– Людям тоже бочки выкатят и угощение поставят, – заявил Ютер. – Семь дней гулять будем, так отец сказал, а он от сэна Мареля слышал.
Внизу суетились. Лошадей увели, и теперь слуги споро скатывали затоптанные ковры, то и дело падая на колени и выколупывая из щелей закатившиеся монетки. Молоденькие девушки забегали вперед, чтобы стряхнуть с ковров грязь и цветочные лепестки. Откуда-то сбоку уже волокли доски и устанавливали их на козлы. Двери в погреба были раскрыты, и там тоже суетились.
Я смотрела на арку входа, где сомкнулись темные, обитые бронзой створки. Я могла бы стоять за креслом Каланды и прислуживать, как уже делала не раз. Я могла бы…
– Держи свою кралю, Ю, а то во двор брякнется! – засмеялся писаренок. – Ишь, засмотрелась! Что ж новая наша королева тебя с собой не взяла, а, барышня?
– А надоела ей собачка. – Мальчик с псарни приставил руку к пояснице и завилял, изображая хвост.
– Пшла, пшла! – запищал писарь и замахнулся на него. – Пшла, блохастая! Не нужна ты мне. У меня теперь та-акой кобель!
Парни заржали. Я молча растолкала их и зашагала прочь.
Ничего. Я подожду. До первого новолуния. Или до второго. Не так долго.

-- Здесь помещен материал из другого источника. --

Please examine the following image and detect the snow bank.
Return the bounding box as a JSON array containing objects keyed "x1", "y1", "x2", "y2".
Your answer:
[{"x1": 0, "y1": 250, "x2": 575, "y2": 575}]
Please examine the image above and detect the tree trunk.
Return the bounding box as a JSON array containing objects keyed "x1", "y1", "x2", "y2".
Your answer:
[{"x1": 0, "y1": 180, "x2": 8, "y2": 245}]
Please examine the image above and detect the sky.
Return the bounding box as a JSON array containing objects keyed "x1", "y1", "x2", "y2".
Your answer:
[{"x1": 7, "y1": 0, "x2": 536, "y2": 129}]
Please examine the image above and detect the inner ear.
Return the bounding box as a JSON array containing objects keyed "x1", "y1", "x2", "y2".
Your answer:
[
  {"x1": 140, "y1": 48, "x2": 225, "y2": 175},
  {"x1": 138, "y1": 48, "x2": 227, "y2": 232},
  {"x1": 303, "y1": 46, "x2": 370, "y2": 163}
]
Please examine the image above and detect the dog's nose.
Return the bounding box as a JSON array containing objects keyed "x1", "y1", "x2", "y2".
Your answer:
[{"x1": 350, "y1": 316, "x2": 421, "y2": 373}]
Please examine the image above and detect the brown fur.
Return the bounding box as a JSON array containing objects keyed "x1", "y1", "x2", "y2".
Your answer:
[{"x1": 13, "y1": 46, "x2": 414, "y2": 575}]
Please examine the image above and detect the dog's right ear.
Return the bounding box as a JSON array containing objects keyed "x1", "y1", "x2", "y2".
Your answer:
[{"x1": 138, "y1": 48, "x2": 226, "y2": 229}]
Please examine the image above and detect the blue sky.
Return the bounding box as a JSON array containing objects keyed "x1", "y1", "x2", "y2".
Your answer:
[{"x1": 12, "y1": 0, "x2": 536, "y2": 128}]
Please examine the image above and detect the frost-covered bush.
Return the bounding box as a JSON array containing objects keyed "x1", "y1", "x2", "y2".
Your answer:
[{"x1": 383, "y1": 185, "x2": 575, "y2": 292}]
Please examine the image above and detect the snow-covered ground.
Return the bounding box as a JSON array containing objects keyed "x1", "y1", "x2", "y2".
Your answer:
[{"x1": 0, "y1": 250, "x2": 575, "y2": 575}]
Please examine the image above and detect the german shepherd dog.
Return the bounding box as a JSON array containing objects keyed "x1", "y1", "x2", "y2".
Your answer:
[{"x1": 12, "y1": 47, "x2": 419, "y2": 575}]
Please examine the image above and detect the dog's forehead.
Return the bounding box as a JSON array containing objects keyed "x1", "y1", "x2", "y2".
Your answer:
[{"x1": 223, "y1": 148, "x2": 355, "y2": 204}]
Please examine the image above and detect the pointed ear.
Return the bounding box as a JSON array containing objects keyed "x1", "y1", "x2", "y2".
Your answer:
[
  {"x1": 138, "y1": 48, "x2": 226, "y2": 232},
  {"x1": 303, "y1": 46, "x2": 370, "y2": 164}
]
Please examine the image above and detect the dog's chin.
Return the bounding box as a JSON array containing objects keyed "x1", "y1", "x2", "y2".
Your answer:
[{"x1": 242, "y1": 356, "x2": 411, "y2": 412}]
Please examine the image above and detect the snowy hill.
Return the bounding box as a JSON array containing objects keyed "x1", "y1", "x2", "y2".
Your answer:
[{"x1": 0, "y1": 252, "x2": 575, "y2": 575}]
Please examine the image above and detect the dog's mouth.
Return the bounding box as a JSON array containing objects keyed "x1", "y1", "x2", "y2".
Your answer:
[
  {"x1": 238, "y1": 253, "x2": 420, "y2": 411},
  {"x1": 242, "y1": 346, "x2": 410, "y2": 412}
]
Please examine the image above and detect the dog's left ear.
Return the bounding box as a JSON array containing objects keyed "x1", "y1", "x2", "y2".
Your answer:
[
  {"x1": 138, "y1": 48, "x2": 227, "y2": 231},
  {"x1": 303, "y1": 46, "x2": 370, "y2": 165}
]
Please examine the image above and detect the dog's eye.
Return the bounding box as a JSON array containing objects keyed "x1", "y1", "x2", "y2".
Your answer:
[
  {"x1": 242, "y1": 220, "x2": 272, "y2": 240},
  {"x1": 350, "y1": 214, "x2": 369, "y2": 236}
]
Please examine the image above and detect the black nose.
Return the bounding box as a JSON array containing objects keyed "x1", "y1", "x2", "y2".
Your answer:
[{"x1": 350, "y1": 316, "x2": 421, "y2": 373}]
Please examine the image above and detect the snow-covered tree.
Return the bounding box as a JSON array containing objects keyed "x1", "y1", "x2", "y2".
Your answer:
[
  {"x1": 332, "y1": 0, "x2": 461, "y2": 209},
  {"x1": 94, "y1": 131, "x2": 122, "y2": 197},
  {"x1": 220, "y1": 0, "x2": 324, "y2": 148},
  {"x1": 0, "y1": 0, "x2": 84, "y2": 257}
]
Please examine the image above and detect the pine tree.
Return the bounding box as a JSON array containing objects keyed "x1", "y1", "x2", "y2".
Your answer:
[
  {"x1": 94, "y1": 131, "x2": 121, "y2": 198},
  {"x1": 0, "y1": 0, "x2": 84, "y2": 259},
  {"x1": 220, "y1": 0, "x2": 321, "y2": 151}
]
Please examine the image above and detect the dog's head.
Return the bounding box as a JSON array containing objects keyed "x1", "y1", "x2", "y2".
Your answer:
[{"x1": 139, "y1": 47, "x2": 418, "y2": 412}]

– Леста, ну что ты? Обиделась на дураков? Не слушай их, дураки и есть.
Меня догнал Ютер.
– Ты тоже смеялся.
– Я не смеялся! Правда не смеялся! Я ведь понимаю…
– Малек, – сказала я. – Ничего ты не понимаешь.
– Леста! Хочешь я тебе сегодня ночью роз нарежу? Только для тебя. Слышишь? Только для тебя.
– Не хочу.
– А на фейерверк смотреть пойдешь? Я займу место на стене. Весь вечер буду дежурить. Самое лучшее место.
Я молчала. Ю попытался взять меня за руку, но я его оттолкнула.
– Будут танцы. – Голос его сделался совсем плаксивым. – Пойдем, а? Я тебе ленту подарю. Пойдем со мной.
– Танцы! – разозлилась я. – Смотри, чтоб с тебя штаны не свалились, кавалер!
Он свесил голову и отступил. Зеваки с галереи уже расходились, кто – накрывать во дворах столы, кто – спешно завершать дела. Целая неделя гульбы впереди, с налету не осилить. Нас толкали со всех сторон.